Four months later, Ho responds
Karen K. Ho mailed me yesterday (2015.01.28) for some reason. Excerpted:
The simple matter of why I did not write the essay on my WordPress blog is I didn’t expect it to become an essay at all
despite numbering its paragraphs.
and writing things in 140 character chunks causes me less anxiety. I should have posted or embedded the collection on my blog afterwards, but it was not a priority of mine at the time.
I learned HTML and CSS back when you needed them to manually modify templates for LiveJournal and OpenDiary. I have rarely ever had to use them during a job. Most hiring editors would prefer I know how to take and process photographs with a DSLR, use InDesign, or be able to read financial statements and earnings reports. Some of those are technical skills, like the ones I learned in television production. But I know not all journalism jobs require them, need them or even find them useful. […]
From my experience talking with other journalists and editors, knowledge of Mandarin or video-editing skills would be seen as more valuable than knowing how to mark up a paragraph, JQuery or have a thorough understanding of Unicode. However, this would be their assessment for a general reporter or business reporter, not a Web producer who may have aspirations or encouragement to develop interactive graphics or intricate parallax digital features [sic].
As someone who you point out is Asian, but not American, I don’t know what the term “your kind of people” implies.
It doesn’t mean what she insinuates it means. It means her social class long ago agreed to despise me. In downtown-progressive fashion, she twists the knife in the next sentence:
There are certainly a lot of white males of similar in age to you I see currently working in Canadian newsrooms.
How many of them are gay, Karen? Gay with technical competence? To downtown progressives, racism is the ur-issue.
A technically competent journalist who gives advice but does so in a demoralizing and patronizing tone is incredibly hard to listen to. You do have an incredible amount of experience and knowledge about a lot of different subjects. However, no one likes feeling like someone is loudly implying or proclaiming they are stupid and/or useless, especially in public forums.
Life is often hard enough as it is, and many people, including myself, would rather not subject themselves to someone else talking down to them if they can avoid it.
And I’m going to stop there, because at the outset she attacked me. I didn’t know her from Adam when she took to Twitter to lambaste me. Elsewhere, Ho proved that she, like others of her generation (Ho tells me she’s 28), does not know what “hack” means. I stipulate she doesn’t like being called a kid. Well, I don’t like the way her peer group treats me.
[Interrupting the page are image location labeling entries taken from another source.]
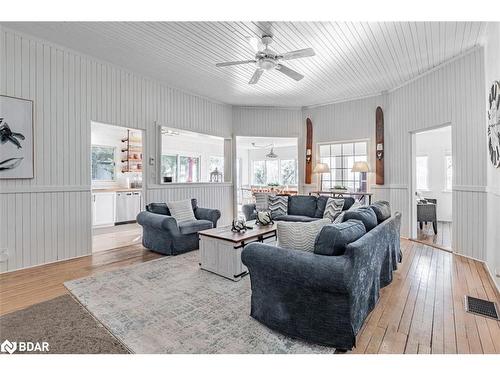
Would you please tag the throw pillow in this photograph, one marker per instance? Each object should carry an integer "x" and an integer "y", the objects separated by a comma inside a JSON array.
[
  {"x": 263, "y": 218},
  {"x": 299, "y": 236},
  {"x": 261, "y": 201},
  {"x": 365, "y": 214},
  {"x": 181, "y": 210},
  {"x": 278, "y": 205},
  {"x": 333, "y": 208},
  {"x": 333, "y": 239},
  {"x": 340, "y": 217}
]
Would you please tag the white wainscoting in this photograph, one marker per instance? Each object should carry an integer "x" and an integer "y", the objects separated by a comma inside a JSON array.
[{"x": 48, "y": 217}]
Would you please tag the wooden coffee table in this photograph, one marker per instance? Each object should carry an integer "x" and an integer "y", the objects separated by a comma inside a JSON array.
[{"x": 220, "y": 248}]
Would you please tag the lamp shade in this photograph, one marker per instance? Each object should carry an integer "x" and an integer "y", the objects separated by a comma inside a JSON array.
[
  {"x": 321, "y": 168},
  {"x": 360, "y": 166}
]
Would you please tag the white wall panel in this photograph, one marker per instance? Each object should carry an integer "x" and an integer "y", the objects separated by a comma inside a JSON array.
[{"x": 48, "y": 217}]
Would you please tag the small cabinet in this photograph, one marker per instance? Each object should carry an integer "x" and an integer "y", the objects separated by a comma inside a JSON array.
[{"x": 103, "y": 209}]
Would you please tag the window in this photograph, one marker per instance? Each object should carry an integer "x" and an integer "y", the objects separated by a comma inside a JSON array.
[
  {"x": 275, "y": 172},
  {"x": 103, "y": 163},
  {"x": 340, "y": 157},
  {"x": 449, "y": 172},
  {"x": 189, "y": 169},
  {"x": 259, "y": 172},
  {"x": 169, "y": 166},
  {"x": 215, "y": 162},
  {"x": 422, "y": 173},
  {"x": 288, "y": 170}
]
As I wrote to her last night:
I see rampant ineptitude and inexpertise in the specific fields I address, which are not a zero-sum game with other fields. You can gain the expertise I say you need in no time at all. (First you’d buy BBEdit.) Semantic markup is a foundational skill; the fact none of your bosses, you claim, understand this fact is merely symptomatic. You’ve explained that the entire editorial chain, not just kid hacks, has no idea how the Web works.
Further, I don’t understand why Ho is complaining. Her degree of technical competence and her first-strike nastiness are the absolute norm in Toronto journalism. Nobody likes a sore winner.